En de zielen, die onverwacht van de aarde moesten scheiden, hebben ook nog geen idee van hun overlijden. Ze wanen zich nog op aarde, alleen verplaatst in onherbergzame streken en ze kunnen nu hun lot niet meer aan. Ze denken er helemaal niet aan, dat ze niet meer op aarde verblijven en ze proberen steeds alleen maar weer in die toestand terug te komen, waarin ze in het leven op aarde leefden. Vaak met niets ontziende hardheid tegenover de andere zielen, wanneer ze met zulken tezamen zijn, die allen hetzelfde lot hebben te dragen, omdat ze dezelfde aard hebben, dus in dezelfde geestelijke gesteldheid – even arm en armzalig – in de duisternis verblijven. Ze dwalen in diepe duisternis rond en menen door nacht en nevel te zwerven en wachten op de morgen, die hen weer een beetje licht moet brengen. En de nacht wil maar niet eindigen, omdat ze niet eerder in het licht kunnen komen, tot ze hun instelling hebben veranderd, tot ze in zichzelf zijn gekeerd en nu ook beseffen, dat ze niet meer op aarde leven en ze nu ernstig over zichzelf oordelen, denkend aan hun leven op aarde, dat ze niet hebben gebruikt op de juiste manier.

Komen die zielen zelf nog tot dit inzicht, dan is dat een daad van genade van God, die diegenen wil helpen, die langzaam hun wil veranderen en zich bezinnen. Dan komen ook wezens zulke zielen tegemoet, die hen verder opwaarts helpen, wanneer de ziel gewillig is. Maar de nood is groot, voordat de ziel deze verandering van wil bij zichzelf voltrekt. En de noodtoestand is heel wat groter onder de gestorvenen, dan de toestand van geluk en gelukzaligheid, omdat maar weinig mensen op aarde het rijp worden van hun ziel met ware levensernst nastreven, omdat maar weinig mensen in zoverre hun leven bewust leven, dat ze hun best doen een leven in liefde te leiden. De wil, eens het rijk van het licht binnen te mogen gaan, geeft de ziel al veel kracht, zodat ze ook zeker het doel zal bereiken. Maar wanneer de mensen zichzelf helemaal niet aan zulke gedachten overgeven, wanneer ze geheel zonder scrupules voortleven en alleen trachten hun lichamelijk “ik” te bevredigen, wanneer ze bij zichzelf niet het leven van hun ziel na de dood overdenken, gaan ze ook in een volledig onvoorbereide staat het rijk hierna binnen. En ze kunnen nog van een grote genade spreken, wanneer ze voor hun dood nog door ziekten worden geteisterd en hun gedachten zich toch bezighouden met het sterven en ze daardoor toch nog worden gelouterd en kunnen worden voorbereid op het binnengaan van het rijk hierna.

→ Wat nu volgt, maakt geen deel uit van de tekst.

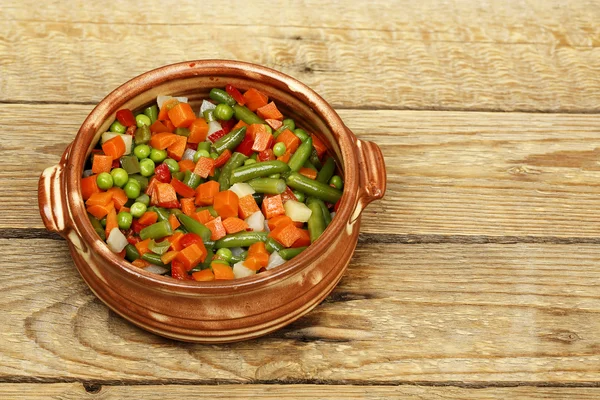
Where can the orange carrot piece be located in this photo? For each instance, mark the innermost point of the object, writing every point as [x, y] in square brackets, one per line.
[255, 99]
[204, 166]
[247, 206]
[163, 140]
[114, 147]
[234, 224]
[272, 206]
[206, 192]
[222, 271]
[269, 111]
[216, 228]
[182, 115]
[198, 131]
[101, 164]
[226, 204]
[205, 275]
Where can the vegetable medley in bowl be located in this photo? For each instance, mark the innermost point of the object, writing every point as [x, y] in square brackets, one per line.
[230, 191]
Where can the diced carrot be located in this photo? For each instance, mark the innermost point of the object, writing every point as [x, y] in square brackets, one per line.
[114, 147]
[101, 163]
[272, 206]
[192, 255]
[247, 206]
[177, 148]
[119, 197]
[206, 192]
[148, 218]
[89, 187]
[174, 221]
[269, 111]
[222, 271]
[308, 172]
[182, 115]
[216, 228]
[187, 206]
[99, 199]
[226, 204]
[205, 275]
[163, 140]
[198, 131]
[186, 165]
[203, 216]
[255, 99]
[234, 224]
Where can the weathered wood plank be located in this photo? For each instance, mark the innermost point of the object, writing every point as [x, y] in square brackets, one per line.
[534, 56]
[451, 173]
[432, 313]
[67, 391]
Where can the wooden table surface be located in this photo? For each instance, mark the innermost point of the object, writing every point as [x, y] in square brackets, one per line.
[478, 274]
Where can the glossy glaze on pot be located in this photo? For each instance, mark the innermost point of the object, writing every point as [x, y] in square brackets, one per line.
[220, 311]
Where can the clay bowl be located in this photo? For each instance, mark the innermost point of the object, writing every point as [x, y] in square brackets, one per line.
[222, 311]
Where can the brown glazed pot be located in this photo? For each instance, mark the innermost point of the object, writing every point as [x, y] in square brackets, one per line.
[221, 311]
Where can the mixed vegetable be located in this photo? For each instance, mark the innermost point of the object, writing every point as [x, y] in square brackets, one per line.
[227, 193]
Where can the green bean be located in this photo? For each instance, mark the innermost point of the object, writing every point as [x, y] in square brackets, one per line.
[157, 230]
[301, 155]
[97, 226]
[258, 170]
[194, 226]
[288, 254]
[241, 239]
[326, 171]
[313, 188]
[236, 160]
[221, 96]
[131, 253]
[268, 185]
[230, 141]
[316, 222]
[242, 113]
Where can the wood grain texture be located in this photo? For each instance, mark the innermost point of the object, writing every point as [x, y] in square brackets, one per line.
[495, 55]
[68, 391]
[438, 313]
[449, 173]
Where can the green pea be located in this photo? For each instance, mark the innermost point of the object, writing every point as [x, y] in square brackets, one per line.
[224, 112]
[279, 149]
[117, 127]
[337, 182]
[172, 164]
[132, 189]
[141, 151]
[201, 153]
[147, 167]
[224, 254]
[104, 181]
[141, 120]
[120, 177]
[157, 155]
[138, 209]
[124, 219]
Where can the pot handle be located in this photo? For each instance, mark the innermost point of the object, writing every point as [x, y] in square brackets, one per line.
[372, 176]
[50, 197]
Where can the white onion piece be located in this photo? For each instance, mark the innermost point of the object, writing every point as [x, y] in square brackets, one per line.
[298, 212]
[241, 271]
[160, 100]
[116, 240]
[256, 221]
[156, 269]
[275, 260]
[188, 154]
[242, 189]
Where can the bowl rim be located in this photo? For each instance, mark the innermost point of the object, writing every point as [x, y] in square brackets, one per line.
[215, 67]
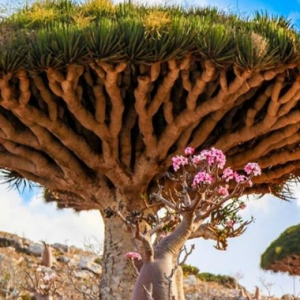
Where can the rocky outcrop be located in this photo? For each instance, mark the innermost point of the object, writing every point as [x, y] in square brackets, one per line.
[42, 271]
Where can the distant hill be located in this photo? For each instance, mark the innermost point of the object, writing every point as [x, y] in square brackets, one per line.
[74, 273]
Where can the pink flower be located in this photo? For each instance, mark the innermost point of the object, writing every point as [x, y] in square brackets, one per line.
[220, 158]
[228, 174]
[197, 159]
[214, 156]
[252, 168]
[48, 277]
[178, 161]
[243, 206]
[163, 235]
[189, 151]
[202, 177]
[223, 190]
[133, 255]
[230, 223]
[240, 178]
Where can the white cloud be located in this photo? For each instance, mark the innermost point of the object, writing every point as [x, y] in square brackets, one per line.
[39, 221]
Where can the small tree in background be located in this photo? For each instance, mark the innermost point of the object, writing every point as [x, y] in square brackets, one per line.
[195, 193]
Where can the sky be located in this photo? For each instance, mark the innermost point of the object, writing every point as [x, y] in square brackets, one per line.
[27, 215]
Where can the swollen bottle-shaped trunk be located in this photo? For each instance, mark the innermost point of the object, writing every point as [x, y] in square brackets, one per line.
[117, 280]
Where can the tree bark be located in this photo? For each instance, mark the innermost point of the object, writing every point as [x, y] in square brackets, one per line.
[117, 273]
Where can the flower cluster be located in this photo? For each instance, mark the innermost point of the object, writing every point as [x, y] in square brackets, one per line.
[252, 168]
[202, 177]
[133, 255]
[212, 160]
[178, 161]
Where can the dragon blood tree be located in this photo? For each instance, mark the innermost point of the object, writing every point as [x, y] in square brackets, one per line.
[198, 192]
[96, 98]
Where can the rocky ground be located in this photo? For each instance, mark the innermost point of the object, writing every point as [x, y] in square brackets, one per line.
[74, 271]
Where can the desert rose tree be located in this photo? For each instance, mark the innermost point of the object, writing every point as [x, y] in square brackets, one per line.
[96, 99]
[199, 194]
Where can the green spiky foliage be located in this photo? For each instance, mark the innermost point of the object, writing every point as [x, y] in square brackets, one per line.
[283, 254]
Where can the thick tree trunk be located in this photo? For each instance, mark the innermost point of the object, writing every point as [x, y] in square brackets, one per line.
[117, 273]
[153, 281]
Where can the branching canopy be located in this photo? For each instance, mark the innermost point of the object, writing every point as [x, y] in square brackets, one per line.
[96, 97]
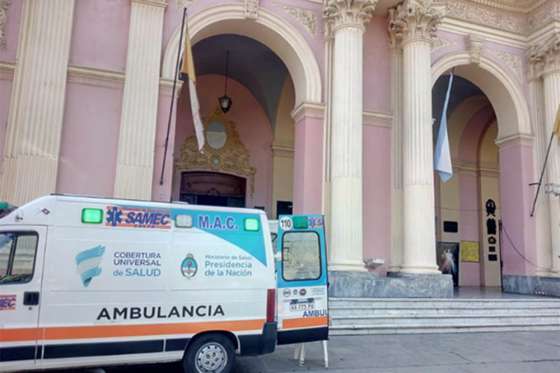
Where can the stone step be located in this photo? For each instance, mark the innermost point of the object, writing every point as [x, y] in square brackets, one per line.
[446, 321]
[441, 311]
[351, 316]
[431, 304]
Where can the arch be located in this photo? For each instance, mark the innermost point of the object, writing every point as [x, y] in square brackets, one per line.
[503, 92]
[272, 31]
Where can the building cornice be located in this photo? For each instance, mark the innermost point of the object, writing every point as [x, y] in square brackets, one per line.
[157, 3]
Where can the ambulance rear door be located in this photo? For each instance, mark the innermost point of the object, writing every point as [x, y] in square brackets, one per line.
[302, 279]
[21, 270]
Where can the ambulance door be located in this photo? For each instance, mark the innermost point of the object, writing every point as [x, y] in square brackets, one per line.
[21, 268]
[302, 279]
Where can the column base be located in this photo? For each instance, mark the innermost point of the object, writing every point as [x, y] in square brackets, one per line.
[345, 284]
[347, 266]
[531, 285]
[431, 270]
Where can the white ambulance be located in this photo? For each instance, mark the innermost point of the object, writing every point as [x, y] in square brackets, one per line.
[88, 282]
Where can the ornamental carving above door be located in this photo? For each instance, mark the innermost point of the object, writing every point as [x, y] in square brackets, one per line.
[223, 151]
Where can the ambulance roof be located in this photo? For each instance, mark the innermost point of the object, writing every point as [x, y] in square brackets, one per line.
[35, 211]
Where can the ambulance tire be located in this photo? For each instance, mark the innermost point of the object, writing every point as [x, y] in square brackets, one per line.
[211, 353]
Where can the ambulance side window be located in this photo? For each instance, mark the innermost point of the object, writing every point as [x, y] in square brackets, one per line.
[17, 256]
[301, 256]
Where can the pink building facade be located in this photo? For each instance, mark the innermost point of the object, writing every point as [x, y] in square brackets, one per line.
[333, 110]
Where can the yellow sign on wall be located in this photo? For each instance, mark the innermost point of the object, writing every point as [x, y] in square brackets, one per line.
[470, 251]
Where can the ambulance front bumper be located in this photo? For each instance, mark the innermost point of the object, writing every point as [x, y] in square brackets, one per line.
[260, 344]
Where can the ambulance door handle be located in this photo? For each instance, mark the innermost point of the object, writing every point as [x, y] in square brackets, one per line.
[31, 298]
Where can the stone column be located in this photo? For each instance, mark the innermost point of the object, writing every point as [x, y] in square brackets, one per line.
[397, 234]
[135, 157]
[542, 137]
[32, 146]
[551, 77]
[347, 21]
[415, 22]
[308, 159]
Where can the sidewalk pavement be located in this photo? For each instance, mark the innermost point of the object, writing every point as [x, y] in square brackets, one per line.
[519, 352]
[515, 352]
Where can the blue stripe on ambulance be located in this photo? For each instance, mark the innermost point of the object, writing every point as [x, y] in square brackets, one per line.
[229, 226]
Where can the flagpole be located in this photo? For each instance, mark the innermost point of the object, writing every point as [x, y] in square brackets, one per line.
[542, 174]
[173, 96]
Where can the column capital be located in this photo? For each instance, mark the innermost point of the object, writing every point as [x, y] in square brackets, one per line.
[544, 57]
[348, 13]
[414, 20]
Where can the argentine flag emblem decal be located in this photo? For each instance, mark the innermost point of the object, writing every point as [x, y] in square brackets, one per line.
[189, 266]
[88, 262]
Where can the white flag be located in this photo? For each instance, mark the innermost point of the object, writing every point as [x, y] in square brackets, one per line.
[442, 158]
[188, 69]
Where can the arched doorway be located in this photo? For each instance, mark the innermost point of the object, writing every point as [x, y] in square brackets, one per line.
[270, 101]
[213, 189]
[482, 212]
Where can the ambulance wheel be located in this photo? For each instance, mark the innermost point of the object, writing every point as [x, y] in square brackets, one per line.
[211, 353]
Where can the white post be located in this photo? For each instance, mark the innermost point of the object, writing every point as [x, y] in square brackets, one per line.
[397, 232]
[551, 105]
[542, 138]
[36, 116]
[415, 22]
[347, 21]
[135, 158]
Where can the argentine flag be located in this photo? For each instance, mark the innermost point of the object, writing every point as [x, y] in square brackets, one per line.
[442, 158]
[88, 263]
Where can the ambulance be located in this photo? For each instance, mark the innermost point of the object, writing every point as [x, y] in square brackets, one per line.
[94, 282]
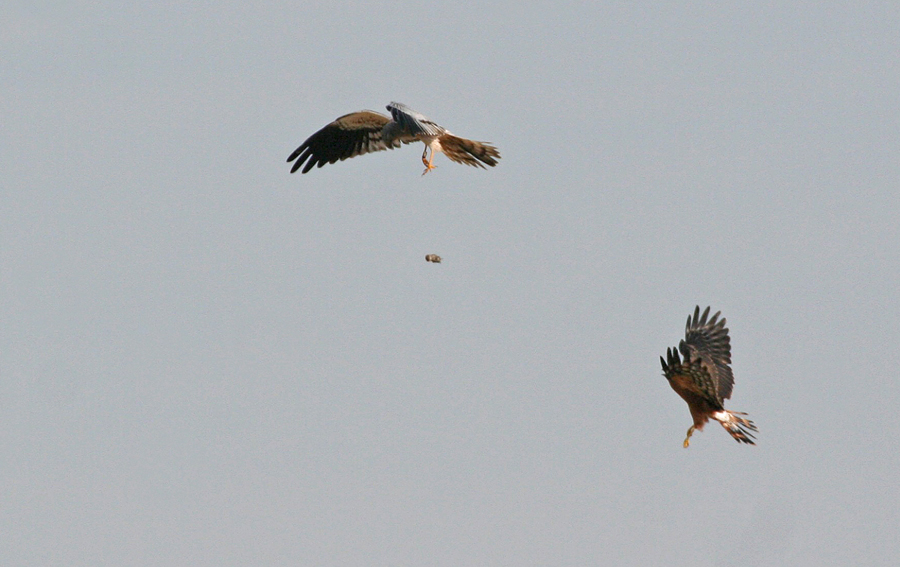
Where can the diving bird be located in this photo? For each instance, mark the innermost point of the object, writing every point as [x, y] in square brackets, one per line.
[365, 131]
[702, 375]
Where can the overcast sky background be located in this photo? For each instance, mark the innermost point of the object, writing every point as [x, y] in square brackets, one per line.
[205, 360]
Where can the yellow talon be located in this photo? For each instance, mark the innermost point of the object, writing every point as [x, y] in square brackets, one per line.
[687, 440]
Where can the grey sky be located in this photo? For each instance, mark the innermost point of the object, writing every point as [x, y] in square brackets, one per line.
[205, 360]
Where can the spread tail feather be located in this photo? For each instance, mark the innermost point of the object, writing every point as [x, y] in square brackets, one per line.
[739, 427]
[469, 152]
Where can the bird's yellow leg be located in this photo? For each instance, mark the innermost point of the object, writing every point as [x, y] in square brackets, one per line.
[687, 440]
[427, 162]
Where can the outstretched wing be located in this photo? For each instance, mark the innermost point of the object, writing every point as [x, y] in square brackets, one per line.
[411, 123]
[469, 152]
[706, 341]
[349, 136]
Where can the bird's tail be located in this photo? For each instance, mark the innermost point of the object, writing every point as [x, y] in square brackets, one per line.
[469, 152]
[739, 427]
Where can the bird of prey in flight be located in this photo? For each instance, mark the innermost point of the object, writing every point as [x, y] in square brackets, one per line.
[365, 131]
[702, 375]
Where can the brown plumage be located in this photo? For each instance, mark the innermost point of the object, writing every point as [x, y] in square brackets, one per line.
[364, 132]
[702, 375]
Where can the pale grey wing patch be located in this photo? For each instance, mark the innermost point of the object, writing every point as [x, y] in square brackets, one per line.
[413, 123]
[349, 136]
[706, 339]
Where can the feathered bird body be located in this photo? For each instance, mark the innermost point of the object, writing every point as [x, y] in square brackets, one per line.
[699, 371]
[366, 131]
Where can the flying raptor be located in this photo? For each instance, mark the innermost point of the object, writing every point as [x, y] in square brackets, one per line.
[702, 375]
[365, 131]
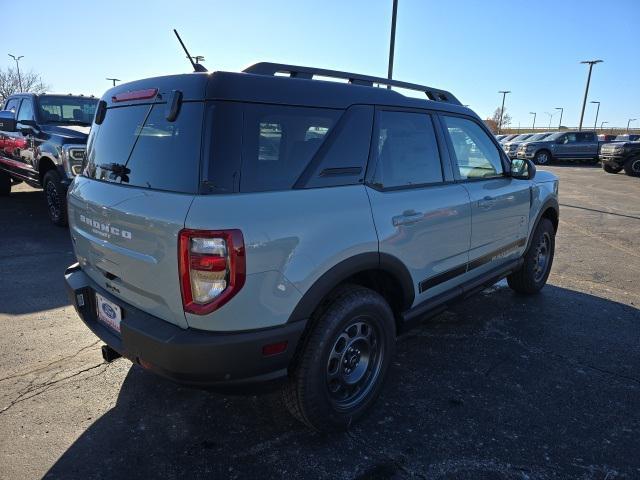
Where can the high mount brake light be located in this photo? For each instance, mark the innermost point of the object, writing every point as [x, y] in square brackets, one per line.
[212, 268]
[135, 95]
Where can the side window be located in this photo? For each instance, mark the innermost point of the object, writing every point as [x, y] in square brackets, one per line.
[406, 151]
[26, 110]
[475, 154]
[279, 142]
[12, 105]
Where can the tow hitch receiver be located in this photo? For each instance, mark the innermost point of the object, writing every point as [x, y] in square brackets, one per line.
[109, 354]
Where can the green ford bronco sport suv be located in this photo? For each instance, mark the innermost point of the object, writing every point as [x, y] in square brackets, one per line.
[242, 228]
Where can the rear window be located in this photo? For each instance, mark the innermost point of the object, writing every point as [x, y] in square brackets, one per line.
[279, 142]
[136, 145]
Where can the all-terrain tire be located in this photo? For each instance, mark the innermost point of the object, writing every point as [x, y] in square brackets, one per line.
[318, 396]
[538, 258]
[55, 195]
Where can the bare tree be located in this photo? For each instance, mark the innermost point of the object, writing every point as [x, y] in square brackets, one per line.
[9, 84]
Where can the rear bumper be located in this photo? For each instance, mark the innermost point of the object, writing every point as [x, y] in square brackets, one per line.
[188, 356]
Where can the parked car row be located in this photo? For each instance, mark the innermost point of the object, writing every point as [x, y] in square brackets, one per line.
[617, 153]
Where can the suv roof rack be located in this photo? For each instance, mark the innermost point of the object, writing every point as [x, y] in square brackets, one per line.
[296, 71]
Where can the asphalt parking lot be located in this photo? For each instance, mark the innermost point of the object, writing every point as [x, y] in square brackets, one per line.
[499, 387]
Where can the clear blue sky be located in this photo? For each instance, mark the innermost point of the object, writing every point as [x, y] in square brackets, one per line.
[473, 48]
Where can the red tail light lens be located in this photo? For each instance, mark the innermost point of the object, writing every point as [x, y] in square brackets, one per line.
[212, 268]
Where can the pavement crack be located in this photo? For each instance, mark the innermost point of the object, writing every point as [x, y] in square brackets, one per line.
[43, 387]
[50, 364]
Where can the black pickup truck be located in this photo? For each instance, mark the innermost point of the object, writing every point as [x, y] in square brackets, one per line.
[619, 155]
[42, 143]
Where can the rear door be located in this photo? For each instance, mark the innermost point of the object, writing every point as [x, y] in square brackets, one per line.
[499, 204]
[126, 209]
[421, 216]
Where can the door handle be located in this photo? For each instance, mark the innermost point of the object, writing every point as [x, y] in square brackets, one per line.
[487, 203]
[408, 218]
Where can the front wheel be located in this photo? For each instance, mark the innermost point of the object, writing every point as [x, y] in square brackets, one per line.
[632, 167]
[56, 196]
[543, 157]
[538, 259]
[610, 169]
[341, 370]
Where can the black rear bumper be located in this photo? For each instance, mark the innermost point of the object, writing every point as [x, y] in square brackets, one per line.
[189, 356]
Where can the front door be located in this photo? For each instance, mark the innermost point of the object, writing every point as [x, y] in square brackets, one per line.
[499, 204]
[421, 216]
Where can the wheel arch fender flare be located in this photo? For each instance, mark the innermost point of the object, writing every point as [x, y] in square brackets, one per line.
[347, 268]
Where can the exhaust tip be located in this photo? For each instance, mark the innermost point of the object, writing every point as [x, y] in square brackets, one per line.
[109, 354]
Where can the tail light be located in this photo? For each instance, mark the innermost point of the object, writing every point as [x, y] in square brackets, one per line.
[212, 268]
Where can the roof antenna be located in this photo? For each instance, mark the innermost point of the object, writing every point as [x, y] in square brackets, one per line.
[197, 67]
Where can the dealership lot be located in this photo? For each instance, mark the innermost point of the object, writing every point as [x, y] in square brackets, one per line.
[501, 386]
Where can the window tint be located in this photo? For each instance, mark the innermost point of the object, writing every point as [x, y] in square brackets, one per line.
[136, 145]
[406, 150]
[26, 110]
[279, 142]
[475, 154]
[12, 104]
[342, 159]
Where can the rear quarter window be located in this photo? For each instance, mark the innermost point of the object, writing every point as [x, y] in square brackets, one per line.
[279, 142]
[137, 146]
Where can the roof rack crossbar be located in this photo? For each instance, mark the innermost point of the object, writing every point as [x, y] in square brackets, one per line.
[296, 71]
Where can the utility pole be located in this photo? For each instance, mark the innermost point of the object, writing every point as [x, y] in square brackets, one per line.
[504, 94]
[17, 60]
[595, 123]
[392, 41]
[591, 63]
[561, 112]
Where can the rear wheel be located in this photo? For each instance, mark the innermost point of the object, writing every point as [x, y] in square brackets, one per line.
[632, 167]
[5, 183]
[543, 157]
[56, 196]
[341, 370]
[538, 259]
[610, 169]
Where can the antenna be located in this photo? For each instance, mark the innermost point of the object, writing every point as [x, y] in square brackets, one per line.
[197, 67]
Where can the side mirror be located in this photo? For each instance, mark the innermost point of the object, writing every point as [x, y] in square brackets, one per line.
[7, 121]
[523, 169]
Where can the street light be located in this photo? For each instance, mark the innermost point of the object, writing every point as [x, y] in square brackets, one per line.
[595, 124]
[550, 117]
[392, 41]
[504, 94]
[17, 59]
[591, 63]
[561, 112]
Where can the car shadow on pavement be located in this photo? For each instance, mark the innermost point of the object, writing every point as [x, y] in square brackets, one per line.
[500, 386]
[34, 254]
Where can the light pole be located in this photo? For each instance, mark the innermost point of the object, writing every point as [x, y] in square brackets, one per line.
[561, 112]
[504, 94]
[591, 63]
[17, 59]
[392, 41]
[595, 124]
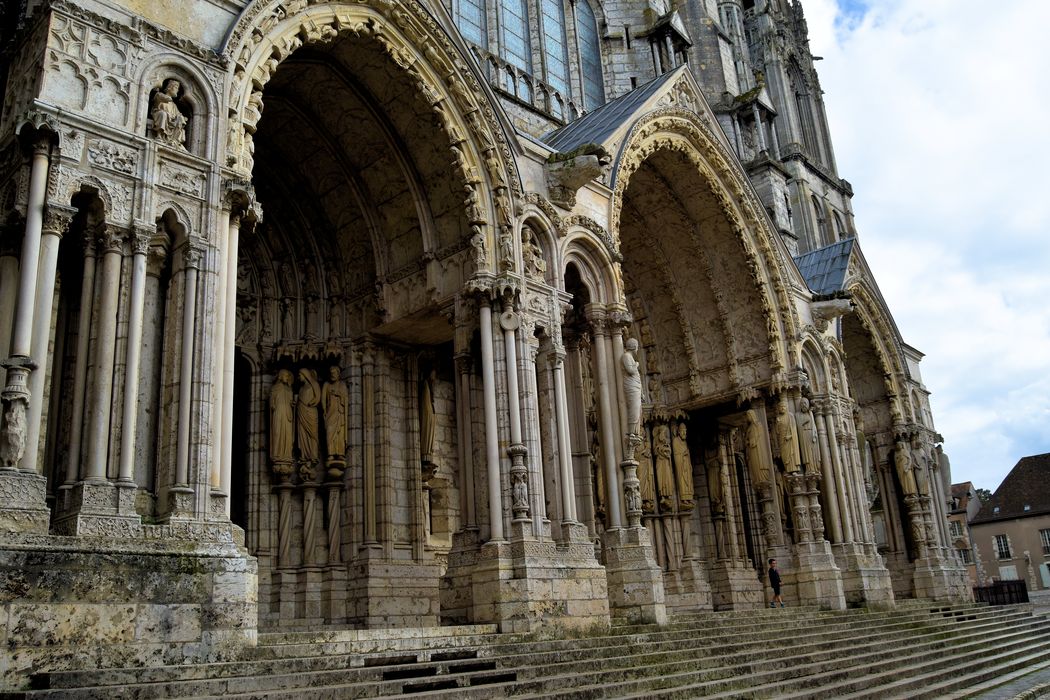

Het einde is nabij. Voor ieder mens kan het uur plotseling en onverwachts komen en daarom zou ieder mens vaak aan het einde moeten denken. Hij zou het niet lichtvaardig nog in de verre toekomst moeten veronderstellen. Veeleer zou hij zich steeds en te allen tijde ermee vertrouwd moeten maken, dat hij de aarde moet verlaten en God innig smeken, zich om hem te bekommeren en hem het binnengaan in het lichtrijk mogelijk te maken. En God zal hem er ook de kracht voor geven, zich voor te bereiden en ten behoeve van zijn ziel het werk te verrichten, dat nodig is om het rijk binnen te gaan, waar geen verschrikking en duisternis bestaat, maar waar alleen licht en gelukzaligheid is. Want God wil niet, dat de mens zijn ondergang tegemoet gaat, maar de mens is vrij; hij alleen bepaalt zijn lot in de eeuwigheid, hij alleen schept het lot voor zich, dat zijn ziel wacht in het geestelijke rijk.

Amen

BD.7462
24 november 1959

Vrees is gebrek aan geloof

Het is mijn wil dat u niet vreest maar steeds alleen maar gelooft in een liefhebbende en almachtige God en Vader die u niet in uw nood laat. Vrees echter is een gebrek aan geloof. Vrees hebben is onbekendheid met de liefde en almacht van God, Die uw Vader wil zijn. Want zodra u gelooft dat Ik u liefheb zoals een Vader zijn kind liefheeft, kunt u er ook zeker van zijn dat Ik u niets laat overkomen, wat ook de vijand van uw ziel ooit tegen u zal ondernemen. Mijn beschermende vaderhand is steeds bereid in te grijpen wanneer het erom gaat mijn kind redding te brengen in zijn nood. En in nood bent u als u vreest, het zij lichamelijk of geestelijk. U bent in moeilijkheden als u ongerust en moedeloos bent, omdat u niet de geloofskracht bezit dat u niets gebeuren kan zolang u zich tot Mij wendt en Mij vraagt om bescherming en hulp.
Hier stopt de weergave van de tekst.